今日は遅番勤務の日なので、朝は時間が空くかもしれない。何か本を読むことを考え、薄い本をカバンに忍ばせることにする。三木那由他『言葉の展望台』をまた読み返すか、それとも多和田葉子『言葉と歩く日記』にするか……と考えていて、ふと両者に「言葉」という言葉がタイトルとして含まれていることに気づいてしまう。

もちろんこれは今朝、「たまたま」そんな似たようなテーマの本を思いついたというそれだけのことだ。だけどその符合から、ぼくはそうやって「言葉」についてあれこれこれまでも自分なりに・徒手空拳で考えてきたのだということを思い出す。ある時はウィトゲンシュタインをかじったりして、コミュニケーションについて考えてきたのだと。
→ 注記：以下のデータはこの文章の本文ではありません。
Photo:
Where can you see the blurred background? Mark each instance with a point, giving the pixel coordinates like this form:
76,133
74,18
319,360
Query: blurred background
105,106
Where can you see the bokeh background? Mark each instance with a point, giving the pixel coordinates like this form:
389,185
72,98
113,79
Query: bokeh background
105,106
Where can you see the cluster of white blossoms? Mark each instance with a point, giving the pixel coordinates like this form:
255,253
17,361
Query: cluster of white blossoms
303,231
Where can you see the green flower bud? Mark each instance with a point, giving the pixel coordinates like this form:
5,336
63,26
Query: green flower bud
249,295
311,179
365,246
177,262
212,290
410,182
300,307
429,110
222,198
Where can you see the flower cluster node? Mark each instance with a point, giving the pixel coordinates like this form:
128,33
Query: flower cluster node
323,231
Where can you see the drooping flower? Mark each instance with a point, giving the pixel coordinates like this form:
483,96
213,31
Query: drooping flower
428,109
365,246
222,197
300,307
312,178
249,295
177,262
ヘンな話だ。過去、ぼくはそんなふうに言葉についてわざわざ考えることにある種迂遠さ(別の言い方をすれば「もったいぶった態度」)を感じてきたのではなかったか。こうして書く言葉があなたに通じて、そこに根拠があるかないかなんてわざわざ問い詰めなくても何ら問題はない。なまじ厳密さを追い求めるからドツボにはまるのだ。
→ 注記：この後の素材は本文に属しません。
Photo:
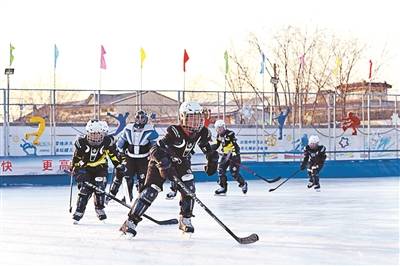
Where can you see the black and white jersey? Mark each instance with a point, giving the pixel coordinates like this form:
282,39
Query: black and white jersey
86,155
228,142
136,142
314,157
182,145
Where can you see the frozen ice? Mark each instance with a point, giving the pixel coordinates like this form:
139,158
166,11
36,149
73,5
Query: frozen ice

でも、「いま」ぼくはそんなふうにして考え抜くこと・問い詰めることをやめられない。「言葉がなぜ通じるのかを言葉を使って問う」というのも妙な話なのだけれど、ともあれぼくはそうしたことがらについていつしか考え始める腹をくくって、そして哲学や英語を学んだりし始めてきた。これからもこういうことを続けるのだろうと思う。

 

あるいは、ぼくがこんなふうに言葉についてあれこれ考えることの原因・モチベーションはたぶんぼくが(49にもなって「キモい」とも思うけど)「寂しがり屋」の「ロマンチスト」だからなのかなとも思う。それこそウィトゲンシュタインを引くまでもなく、言葉というものはどうしたってその言葉が宛てられる誰かがいることを前提とする。
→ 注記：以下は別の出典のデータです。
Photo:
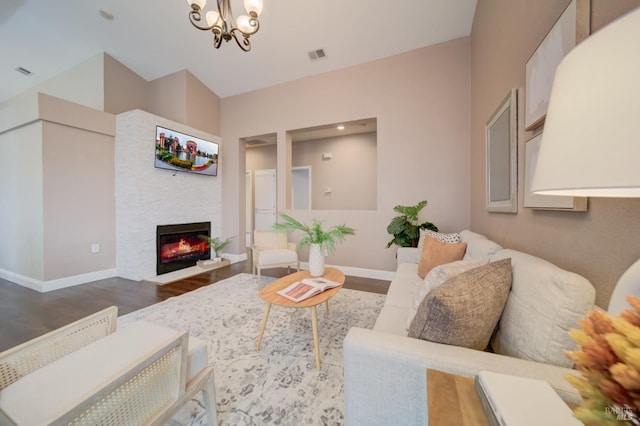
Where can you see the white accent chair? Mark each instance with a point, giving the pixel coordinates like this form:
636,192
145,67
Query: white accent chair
272,250
87,373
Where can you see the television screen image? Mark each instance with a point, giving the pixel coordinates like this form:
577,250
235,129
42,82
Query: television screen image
185,153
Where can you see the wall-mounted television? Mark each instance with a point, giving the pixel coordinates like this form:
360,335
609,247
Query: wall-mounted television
185,153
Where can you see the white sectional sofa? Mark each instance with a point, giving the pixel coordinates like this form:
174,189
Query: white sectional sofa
385,371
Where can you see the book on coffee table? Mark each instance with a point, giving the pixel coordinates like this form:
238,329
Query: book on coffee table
308,287
519,401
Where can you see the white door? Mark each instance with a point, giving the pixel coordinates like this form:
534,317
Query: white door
265,199
301,188
248,192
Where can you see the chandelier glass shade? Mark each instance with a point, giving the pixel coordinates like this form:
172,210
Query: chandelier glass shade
222,23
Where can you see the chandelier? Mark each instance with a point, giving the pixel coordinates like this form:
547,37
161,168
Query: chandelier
222,24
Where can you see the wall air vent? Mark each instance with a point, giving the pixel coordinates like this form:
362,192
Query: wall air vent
314,55
23,71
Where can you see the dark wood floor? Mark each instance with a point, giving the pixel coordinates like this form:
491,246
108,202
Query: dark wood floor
25,313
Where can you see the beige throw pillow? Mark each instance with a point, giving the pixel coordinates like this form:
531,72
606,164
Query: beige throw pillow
445,238
438,276
464,311
436,253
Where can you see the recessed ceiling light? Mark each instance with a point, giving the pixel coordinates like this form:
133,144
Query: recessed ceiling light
106,15
23,71
314,55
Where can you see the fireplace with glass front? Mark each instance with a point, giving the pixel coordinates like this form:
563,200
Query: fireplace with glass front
181,245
つまり、「あなた」がそこにいるからぼくがこうして書いていく言葉は意味を持つのだ、ということになるだろうか。ぼくがぼくだけに書く言葉で済むなら落書きでもなんでもいいわけで、「あなた」とシェアできる何かを表現しようとするとそれは公共で了解できるコード・要素を備えた言葉を用いることになってしまう。それでいい。

ぼくは子どもの頃、発達障害ということもあってつらい思いをしたのでそれゆえに「いまなお」友だちを作りたいとか、もっとひどくなると誰かと肌を合わせたいとかそんな欲望・依存心にさいなまれることを告白する。ぼく自身のことをもっとわかってほしいと思い、あまつさえこのぼくを押し付けがましく理解させたいとも思うこともある。

それはある意味では「承認欲求」を丸出しにするということで、ひどく恥ずかしいことだ……という見方もわかる。わかるのだけれど、でも人は1人ぼっちなまま「完全体」を気取ることもできないという理屈の側にも立ちたい。そうしたどっちつかずな状態の「あいだ」をさまよいつつ、今日もぼくはそうした言葉に関する本を読んで学ぶ。